El sector agroalimentario presenta unas credenciales que permiten calificarlo como estratégico dentro de la economía española.

De un tiempo a esta parte nuestro sector agroalimentario ha conseguido hacerse un hueco en muchas agendas, portadas, informes e incluso en alguna mesa de despacho de centros de decisión importantes de nuestra sociedad. Y su relevancia no es fruto de una oportunidad o un día. De hecho, siempre, de forma puntual y fiel, está presente en nuestras mesas a la hora del desayuno, comida, cena e incluso en el aperitivo o la merienda. Se encuentra invariablemente en la cotidianeidad de nuestras vidas. Sin embargo, el efecto de lo rutinario hace que a veces no nos demos cuenta de su valor hasta que surge una crisis como la provocada por la Covid-19, que sirve para poner en relevancia o hacer aflorar realidades ocultas.

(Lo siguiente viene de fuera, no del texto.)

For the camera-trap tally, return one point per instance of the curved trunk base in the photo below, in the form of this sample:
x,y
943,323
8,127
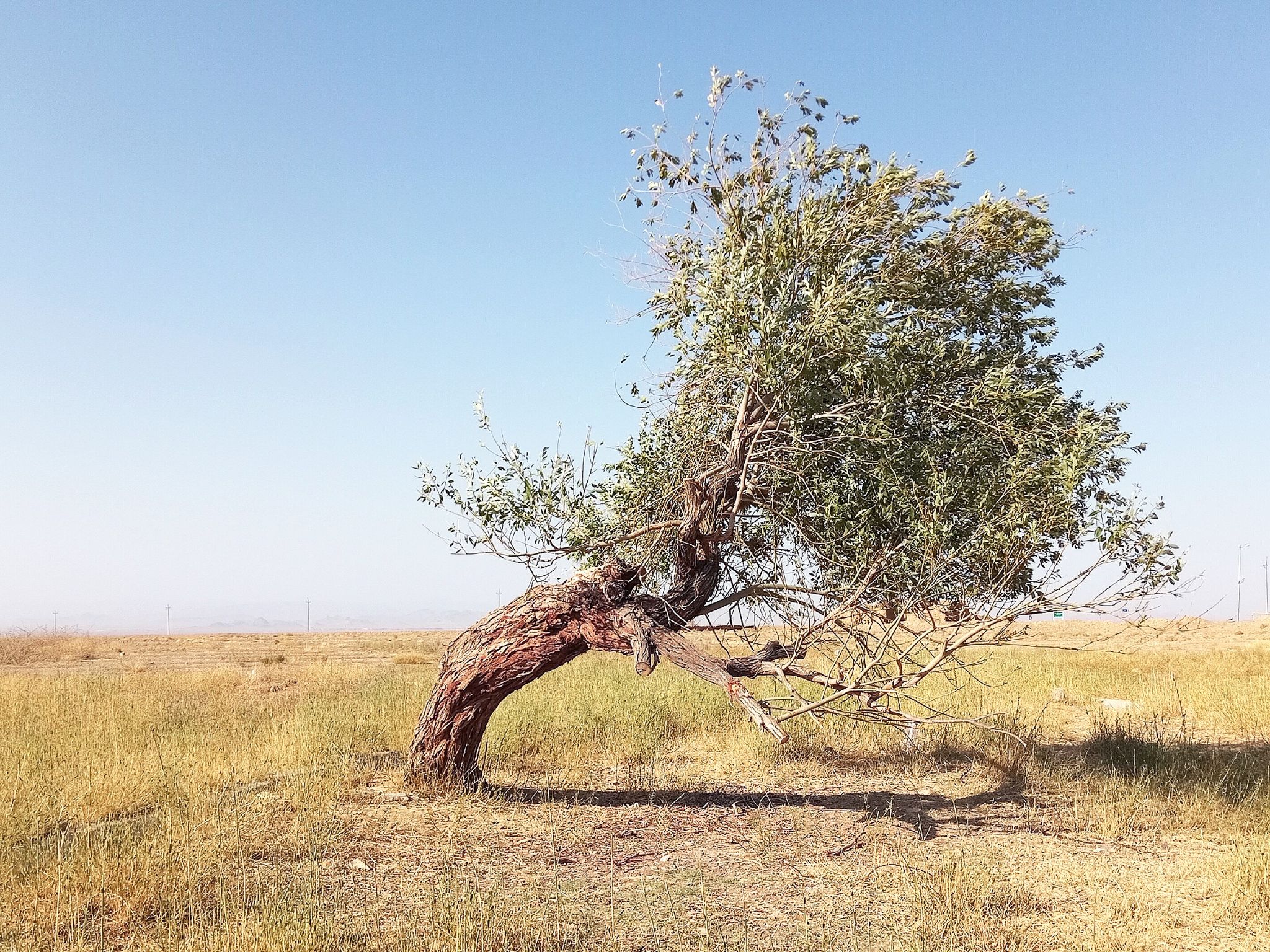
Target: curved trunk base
x,y
536,633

El sector agroalimentario supone el 12% de nuestro PIB y genera 2,4 millones de puestos de trabajo, es decir el 9,1% del empleo total. Además, representa el 20% de nuestra cesta de la compra. Como datos comparativos sirvan los siguientes: la industria agroalimentaria supone en valor siete veces más que la industria farmacéutica y más del doble que la industria de automoción. Sólo la cárnica es ya mayor que toda la industria química.

Si lo comparamos con el mismo sector del resto de Europa, en España somos un 34% más productivos y un 30% más competitivos que nuestros socios comunitarios, y nuestras exportaciones de productos agroalimentarios suponen un 17,6% del total de los bienes y servicios que vendemos al exterior. Esto se traduce en 52.530 millones de euros, lo que nos sitúa en cuarto lugar en el ranking europeo, con un aumento del 4,3% a pesar de la pandemia.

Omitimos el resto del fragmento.